9. Whether to pay bonuses in 2018 or 2019; Excess business loss rules. Consider whether it is preferable to pay bonuses in 2018 or 2019. Remember to take into account the new excess business loss rules and determine whether an allocation from a partnership is preferable to W-2 compensation. Click here to see our recent newsletter on the excess business loss rules.
10. Consider changing the carried interest allocation to a fee. This might be beneficial to a fund’s investors and not be that detrimental to the manager (or might even be beneficial to the manager). Is your fund an investor for tax purposes? Does your fund have significant qualified dividend income or other income taxed at preferential tax rates that still might flow through in the carry? Does your fund have significant unrealized income generally? Where is your fund manager located?
11. Consider making a Section 475(f) mark-to-market election. A Section 475 election may offer significant tax benefits, including for built-in gains or losses. Please click here to see our prior newsletter on making (or revoking) a Section 475 election.
12. Opportunity Zones. If you have recognized capital gains, consider whether it makes sense to reinvest some or all of your capital gains in opportunity zone funds. Opportunity zone provisions were enacted in the TCJA and offer significant tax benefits including deferral of income tax and potential elimination of income tax on future appreciation. Proposed regulations were recently issued and we have spent significant time on these provisions and can help guide you through them either from the investor perspective or from the fund perspective.

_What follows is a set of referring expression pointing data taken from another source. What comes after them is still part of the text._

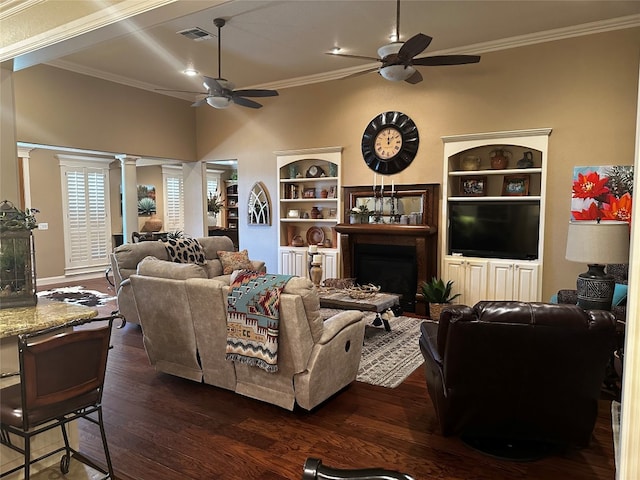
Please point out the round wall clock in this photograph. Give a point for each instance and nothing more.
(390, 142)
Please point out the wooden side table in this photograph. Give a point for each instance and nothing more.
(378, 303)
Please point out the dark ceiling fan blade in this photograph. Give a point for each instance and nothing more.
(179, 91)
(245, 102)
(357, 74)
(359, 57)
(213, 85)
(415, 78)
(412, 47)
(202, 101)
(446, 60)
(256, 93)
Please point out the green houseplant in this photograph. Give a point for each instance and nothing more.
(438, 294)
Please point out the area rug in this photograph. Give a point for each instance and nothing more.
(77, 296)
(388, 358)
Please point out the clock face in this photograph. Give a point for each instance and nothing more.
(390, 143)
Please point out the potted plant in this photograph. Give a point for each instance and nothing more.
(438, 294)
(17, 265)
(214, 203)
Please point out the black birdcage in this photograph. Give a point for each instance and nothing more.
(17, 258)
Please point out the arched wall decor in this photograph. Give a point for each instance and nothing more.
(259, 205)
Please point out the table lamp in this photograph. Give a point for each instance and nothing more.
(597, 244)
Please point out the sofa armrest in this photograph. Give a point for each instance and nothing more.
(568, 296)
(258, 266)
(335, 324)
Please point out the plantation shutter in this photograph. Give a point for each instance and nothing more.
(212, 185)
(86, 219)
(174, 199)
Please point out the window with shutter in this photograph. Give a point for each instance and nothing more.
(85, 201)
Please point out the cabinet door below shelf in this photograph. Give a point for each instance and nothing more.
(293, 262)
(512, 280)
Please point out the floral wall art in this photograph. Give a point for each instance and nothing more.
(604, 193)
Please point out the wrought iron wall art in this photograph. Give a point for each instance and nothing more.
(259, 205)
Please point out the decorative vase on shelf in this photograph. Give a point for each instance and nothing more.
(500, 158)
(154, 224)
(526, 161)
(470, 162)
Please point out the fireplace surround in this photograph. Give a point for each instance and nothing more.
(396, 257)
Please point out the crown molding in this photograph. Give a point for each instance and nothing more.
(630, 21)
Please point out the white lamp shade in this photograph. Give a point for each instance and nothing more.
(598, 243)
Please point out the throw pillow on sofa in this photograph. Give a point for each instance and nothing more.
(185, 250)
(234, 261)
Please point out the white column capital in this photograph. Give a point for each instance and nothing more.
(127, 159)
(24, 152)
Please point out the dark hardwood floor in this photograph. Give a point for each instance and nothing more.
(163, 427)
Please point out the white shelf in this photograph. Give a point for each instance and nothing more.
(308, 220)
(305, 179)
(306, 200)
(508, 171)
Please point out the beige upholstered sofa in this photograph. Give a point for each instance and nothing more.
(125, 260)
(184, 331)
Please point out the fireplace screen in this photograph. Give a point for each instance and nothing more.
(392, 267)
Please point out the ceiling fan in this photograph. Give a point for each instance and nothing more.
(220, 92)
(397, 58)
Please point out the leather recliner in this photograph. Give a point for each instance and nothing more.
(518, 371)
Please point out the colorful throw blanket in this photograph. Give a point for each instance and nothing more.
(253, 315)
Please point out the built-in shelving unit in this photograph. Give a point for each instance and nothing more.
(492, 277)
(231, 204)
(308, 209)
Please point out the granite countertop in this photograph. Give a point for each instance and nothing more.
(14, 321)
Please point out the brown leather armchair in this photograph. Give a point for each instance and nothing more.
(509, 374)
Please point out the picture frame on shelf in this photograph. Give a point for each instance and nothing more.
(515, 185)
(473, 186)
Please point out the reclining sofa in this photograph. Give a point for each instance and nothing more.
(125, 260)
(184, 326)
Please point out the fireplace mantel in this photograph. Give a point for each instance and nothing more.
(385, 229)
(422, 237)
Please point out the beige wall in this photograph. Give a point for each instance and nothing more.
(57, 107)
(585, 89)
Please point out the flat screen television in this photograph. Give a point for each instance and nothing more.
(500, 229)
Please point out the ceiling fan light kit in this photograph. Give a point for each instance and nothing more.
(396, 73)
(218, 102)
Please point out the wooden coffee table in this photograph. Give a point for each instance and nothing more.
(378, 303)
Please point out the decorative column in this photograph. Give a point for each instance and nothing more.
(129, 185)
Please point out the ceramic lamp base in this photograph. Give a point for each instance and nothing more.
(316, 273)
(595, 289)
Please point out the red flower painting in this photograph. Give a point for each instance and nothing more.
(602, 193)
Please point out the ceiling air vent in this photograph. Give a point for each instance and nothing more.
(196, 34)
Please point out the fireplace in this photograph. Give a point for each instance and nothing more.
(392, 267)
(396, 257)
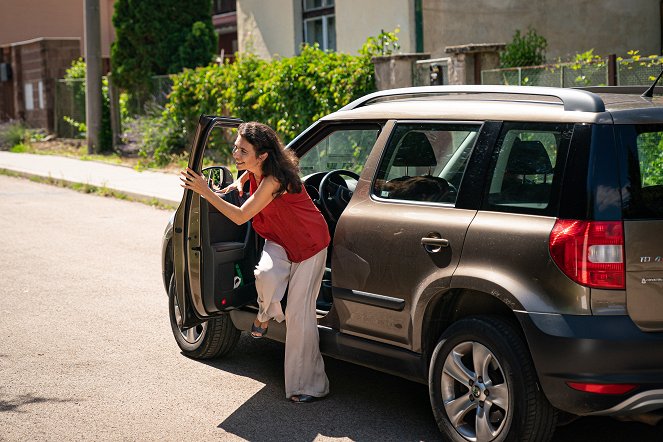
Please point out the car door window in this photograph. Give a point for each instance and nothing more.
(344, 148)
(425, 162)
(523, 171)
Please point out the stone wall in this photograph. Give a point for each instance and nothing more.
(570, 26)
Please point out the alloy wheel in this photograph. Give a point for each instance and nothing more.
(475, 392)
(190, 335)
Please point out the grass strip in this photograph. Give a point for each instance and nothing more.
(88, 188)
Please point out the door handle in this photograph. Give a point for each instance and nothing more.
(434, 244)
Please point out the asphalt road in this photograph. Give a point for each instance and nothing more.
(86, 351)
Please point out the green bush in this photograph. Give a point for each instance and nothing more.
(524, 50)
(76, 73)
(288, 94)
(158, 38)
(13, 134)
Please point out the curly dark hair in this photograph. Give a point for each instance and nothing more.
(281, 163)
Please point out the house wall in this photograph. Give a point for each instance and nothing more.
(268, 28)
(36, 65)
(23, 20)
(274, 27)
(569, 26)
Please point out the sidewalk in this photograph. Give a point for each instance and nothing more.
(143, 186)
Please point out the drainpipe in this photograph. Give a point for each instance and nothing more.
(419, 25)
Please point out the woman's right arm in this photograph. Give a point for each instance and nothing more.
(239, 215)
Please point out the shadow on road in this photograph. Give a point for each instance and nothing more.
(18, 403)
(363, 405)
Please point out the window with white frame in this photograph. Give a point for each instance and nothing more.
(320, 23)
(29, 96)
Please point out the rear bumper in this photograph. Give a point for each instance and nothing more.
(595, 349)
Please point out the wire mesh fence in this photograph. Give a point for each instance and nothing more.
(69, 109)
(431, 72)
(629, 72)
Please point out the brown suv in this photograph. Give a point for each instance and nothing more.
(502, 244)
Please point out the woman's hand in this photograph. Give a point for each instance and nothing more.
(194, 181)
(238, 185)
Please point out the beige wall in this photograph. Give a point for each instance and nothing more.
(569, 26)
(274, 27)
(268, 28)
(358, 20)
(22, 20)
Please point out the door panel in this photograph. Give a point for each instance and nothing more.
(644, 273)
(402, 234)
(192, 238)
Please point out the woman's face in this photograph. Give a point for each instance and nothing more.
(245, 156)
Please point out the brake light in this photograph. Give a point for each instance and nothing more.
(590, 252)
(601, 388)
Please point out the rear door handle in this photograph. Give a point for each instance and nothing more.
(434, 244)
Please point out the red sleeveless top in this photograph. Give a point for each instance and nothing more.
(292, 221)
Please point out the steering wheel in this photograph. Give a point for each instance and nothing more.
(334, 197)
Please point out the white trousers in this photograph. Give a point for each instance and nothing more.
(304, 367)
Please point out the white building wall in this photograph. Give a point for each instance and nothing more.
(269, 27)
(569, 26)
(358, 20)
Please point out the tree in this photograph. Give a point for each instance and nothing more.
(157, 37)
(524, 50)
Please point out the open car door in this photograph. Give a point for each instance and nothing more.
(213, 257)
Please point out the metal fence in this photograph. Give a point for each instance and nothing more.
(627, 72)
(431, 72)
(70, 103)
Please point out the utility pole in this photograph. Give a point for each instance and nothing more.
(92, 75)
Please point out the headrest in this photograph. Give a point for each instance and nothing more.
(415, 151)
(528, 158)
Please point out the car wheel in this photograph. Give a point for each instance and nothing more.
(212, 339)
(483, 386)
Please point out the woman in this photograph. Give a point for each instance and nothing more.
(295, 251)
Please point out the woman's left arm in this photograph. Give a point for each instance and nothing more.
(239, 215)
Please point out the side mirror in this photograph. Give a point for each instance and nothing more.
(218, 177)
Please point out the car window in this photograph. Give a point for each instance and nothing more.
(344, 148)
(644, 146)
(425, 162)
(522, 174)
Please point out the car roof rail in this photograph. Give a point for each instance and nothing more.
(572, 99)
(630, 90)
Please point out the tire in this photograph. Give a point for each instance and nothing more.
(508, 406)
(212, 339)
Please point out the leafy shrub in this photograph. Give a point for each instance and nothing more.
(159, 39)
(524, 50)
(76, 73)
(12, 134)
(288, 94)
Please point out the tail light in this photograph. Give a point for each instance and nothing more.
(590, 252)
(602, 388)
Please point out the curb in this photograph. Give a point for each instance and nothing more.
(161, 203)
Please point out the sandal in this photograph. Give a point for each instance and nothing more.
(258, 332)
(302, 398)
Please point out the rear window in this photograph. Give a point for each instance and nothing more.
(643, 176)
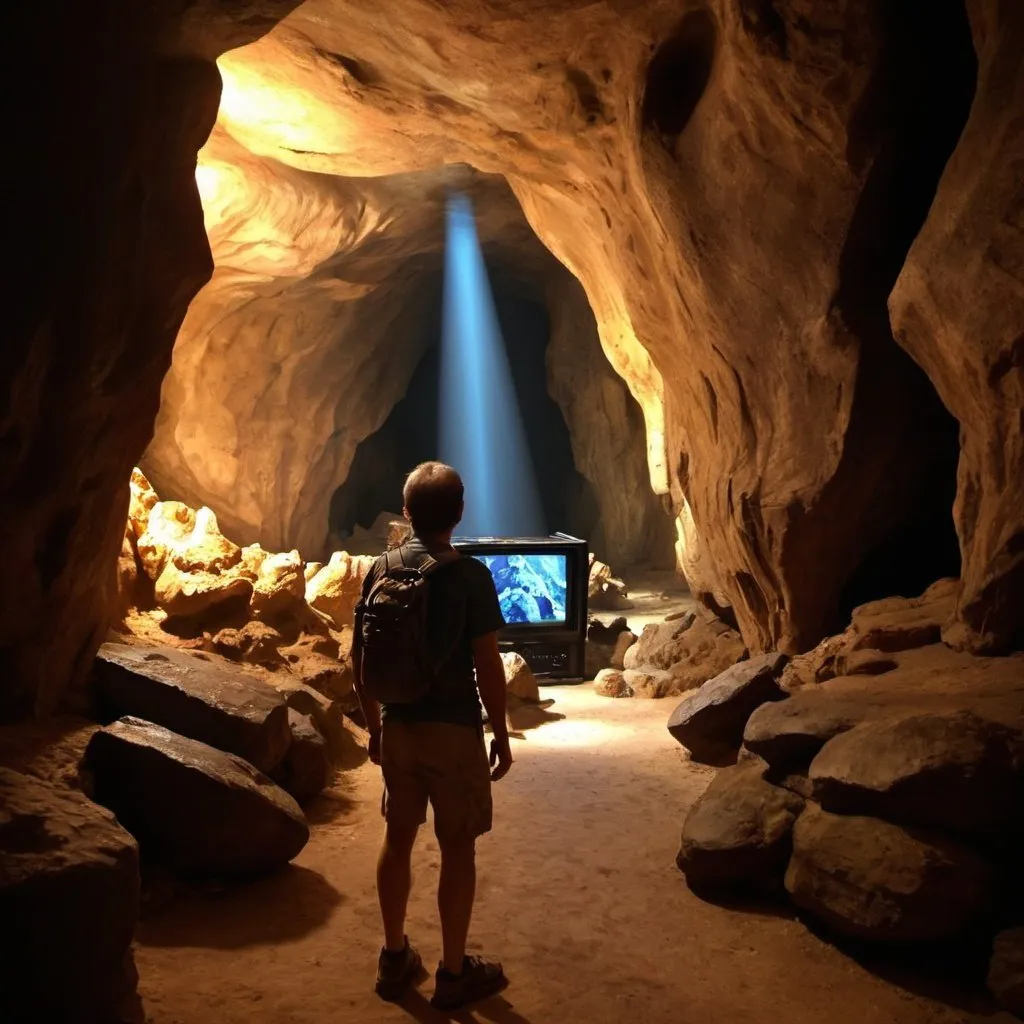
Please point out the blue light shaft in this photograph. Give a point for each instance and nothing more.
(481, 433)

13. Consider the use of stock-settled stock appreciation rights. If a substantial portion of the carried interest will now be taxable as short-term capital gains, you might want to consider the use of stock appreciation rights (SARs). SARs allow the deferral of income but there is a built-in clawback, they are very complex and no, or very few, funds have actually implemented SARs. There are a number of issues regarding the use of SARs and it might take a significant amount of time to implement a SARs plan.
14. Private Placement Life Insurance/Insurance Dedicated Funds. Hedge fund managers should consider offering insurance dedicated funds as a way for investors to invest in their fund strategy in a more tax-efficient manner. Conversely, investors should consider whether investing in a fund via private placement life insurance or private placement variable annuities is potentially a more tax-efficient way to invest.

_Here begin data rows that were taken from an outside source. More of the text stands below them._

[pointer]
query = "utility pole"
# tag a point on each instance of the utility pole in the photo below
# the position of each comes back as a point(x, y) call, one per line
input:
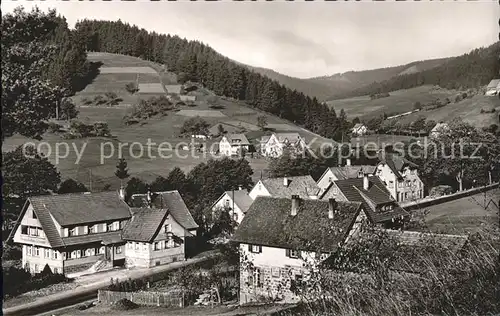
point(90, 180)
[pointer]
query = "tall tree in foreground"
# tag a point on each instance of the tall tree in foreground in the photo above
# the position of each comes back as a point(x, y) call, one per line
point(121, 171)
point(27, 99)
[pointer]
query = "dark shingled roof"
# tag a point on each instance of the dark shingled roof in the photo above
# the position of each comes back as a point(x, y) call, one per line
point(240, 198)
point(396, 163)
point(170, 200)
point(82, 208)
point(75, 209)
point(348, 172)
point(303, 186)
point(377, 195)
point(268, 223)
point(144, 224)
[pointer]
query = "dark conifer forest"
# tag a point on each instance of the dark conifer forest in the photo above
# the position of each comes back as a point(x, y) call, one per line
point(204, 65)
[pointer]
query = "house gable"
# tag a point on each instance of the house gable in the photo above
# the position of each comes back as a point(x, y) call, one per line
point(259, 190)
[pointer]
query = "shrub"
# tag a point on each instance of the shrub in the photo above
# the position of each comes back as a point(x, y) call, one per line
point(54, 127)
point(124, 305)
point(131, 87)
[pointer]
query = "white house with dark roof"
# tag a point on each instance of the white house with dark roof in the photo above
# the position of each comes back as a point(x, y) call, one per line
point(237, 202)
point(382, 209)
point(401, 178)
point(233, 144)
point(359, 129)
point(303, 186)
point(278, 236)
point(88, 232)
point(274, 145)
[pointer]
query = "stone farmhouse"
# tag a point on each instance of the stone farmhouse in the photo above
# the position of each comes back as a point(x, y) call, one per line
point(400, 176)
point(233, 144)
point(236, 202)
point(88, 232)
point(278, 236)
point(273, 146)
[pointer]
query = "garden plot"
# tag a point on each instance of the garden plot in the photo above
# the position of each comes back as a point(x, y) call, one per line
point(151, 88)
point(205, 113)
point(127, 70)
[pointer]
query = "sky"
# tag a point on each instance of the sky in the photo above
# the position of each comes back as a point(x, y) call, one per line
point(306, 39)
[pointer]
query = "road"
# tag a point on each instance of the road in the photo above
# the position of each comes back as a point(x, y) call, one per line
point(87, 292)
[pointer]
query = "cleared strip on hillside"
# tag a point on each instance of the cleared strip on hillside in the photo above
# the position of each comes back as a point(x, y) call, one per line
point(205, 113)
point(130, 70)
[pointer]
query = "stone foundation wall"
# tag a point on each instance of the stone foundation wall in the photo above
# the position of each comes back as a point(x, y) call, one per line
point(276, 282)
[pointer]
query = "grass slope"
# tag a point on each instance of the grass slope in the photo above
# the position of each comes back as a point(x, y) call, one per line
point(158, 130)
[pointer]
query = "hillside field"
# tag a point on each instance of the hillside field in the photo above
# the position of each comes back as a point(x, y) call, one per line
point(159, 129)
point(403, 101)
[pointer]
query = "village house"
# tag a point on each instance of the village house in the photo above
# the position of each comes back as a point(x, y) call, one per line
point(237, 202)
point(280, 237)
point(438, 130)
point(274, 145)
point(233, 144)
point(400, 176)
point(71, 232)
point(87, 232)
point(303, 186)
point(346, 172)
point(154, 237)
point(493, 87)
point(359, 129)
point(382, 209)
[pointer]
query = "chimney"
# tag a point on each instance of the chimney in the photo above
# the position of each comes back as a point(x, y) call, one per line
point(295, 205)
point(122, 193)
point(366, 183)
point(332, 207)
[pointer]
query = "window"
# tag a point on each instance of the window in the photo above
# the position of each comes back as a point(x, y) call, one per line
point(33, 231)
point(255, 248)
point(292, 253)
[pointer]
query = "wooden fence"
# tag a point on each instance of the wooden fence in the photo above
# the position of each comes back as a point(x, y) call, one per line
point(171, 299)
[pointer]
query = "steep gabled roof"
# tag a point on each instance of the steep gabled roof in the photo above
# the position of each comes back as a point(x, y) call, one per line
point(348, 172)
point(303, 186)
point(82, 208)
point(144, 224)
point(74, 209)
point(240, 198)
point(268, 223)
point(377, 195)
point(237, 139)
point(170, 200)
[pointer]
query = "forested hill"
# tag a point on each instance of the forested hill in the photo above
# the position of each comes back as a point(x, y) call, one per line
point(470, 70)
point(223, 76)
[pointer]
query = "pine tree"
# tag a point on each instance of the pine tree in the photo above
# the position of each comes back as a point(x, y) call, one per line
point(121, 170)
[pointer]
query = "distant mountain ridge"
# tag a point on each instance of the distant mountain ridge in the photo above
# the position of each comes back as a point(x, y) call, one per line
point(327, 87)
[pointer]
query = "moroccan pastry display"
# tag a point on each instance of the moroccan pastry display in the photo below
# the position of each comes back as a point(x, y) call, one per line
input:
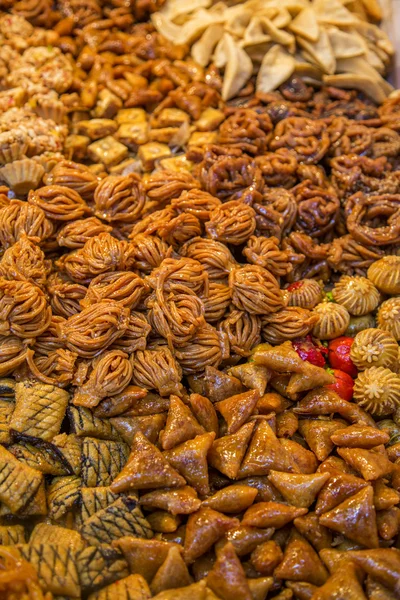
point(199, 311)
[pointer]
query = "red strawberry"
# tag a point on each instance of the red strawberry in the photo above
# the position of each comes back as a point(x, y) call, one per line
point(309, 351)
point(339, 355)
point(343, 385)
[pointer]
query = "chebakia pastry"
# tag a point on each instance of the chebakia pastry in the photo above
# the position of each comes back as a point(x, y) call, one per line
point(199, 302)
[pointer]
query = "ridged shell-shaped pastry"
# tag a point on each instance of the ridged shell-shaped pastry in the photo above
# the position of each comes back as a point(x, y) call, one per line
point(333, 320)
point(305, 293)
point(388, 316)
point(374, 348)
point(385, 274)
point(377, 390)
point(357, 294)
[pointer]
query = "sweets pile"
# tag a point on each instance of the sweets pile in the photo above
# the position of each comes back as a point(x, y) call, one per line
point(199, 321)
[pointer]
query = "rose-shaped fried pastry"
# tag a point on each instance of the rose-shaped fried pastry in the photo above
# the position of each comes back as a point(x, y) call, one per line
point(377, 390)
point(23, 309)
point(122, 286)
point(242, 332)
point(75, 234)
point(135, 336)
point(100, 254)
point(215, 257)
point(176, 317)
point(59, 203)
point(119, 198)
point(308, 139)
point(94, 329)
point(180, 229)
point(388, 316)
point(75, 176)
point(305, 293)
point(13, 353)
point(255, 290)
point(278, 168)
point(350, 257)
point(65, 295)
point(148, 252)
point(20, 217)
point(374, 220)
point(179, 276)
point(265, 252)
point(202, 351)
point(218, 300)
point(357, 294)
point(197, 203)
point(276, 212)
point(157, 370)
point(233, 223)
point(25, 261)
point(287, 324)
point(374, 348)
point(246, 129)
point(333, 320)
point(112, 372)
point(385, 274)
point(317, 209)
point(163, 186)
point(229, 177)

15. Partnership audit rules. New partnership audit rules are effective for audits of taxable years beginning on or after January 1, 2018. Your fund documents and your management company documents should be updated for the rules if they have not been updated already. These rules are significantly different than the prior audit rules. Partnerships can expect the new rules to result in more IRS audits of hedge funds and other large partnerships and more tax liabilities from audit adjustments. Fund documents need certain disclosures regarding the new rules and the ability to require partners, including former partners, to take certain actions.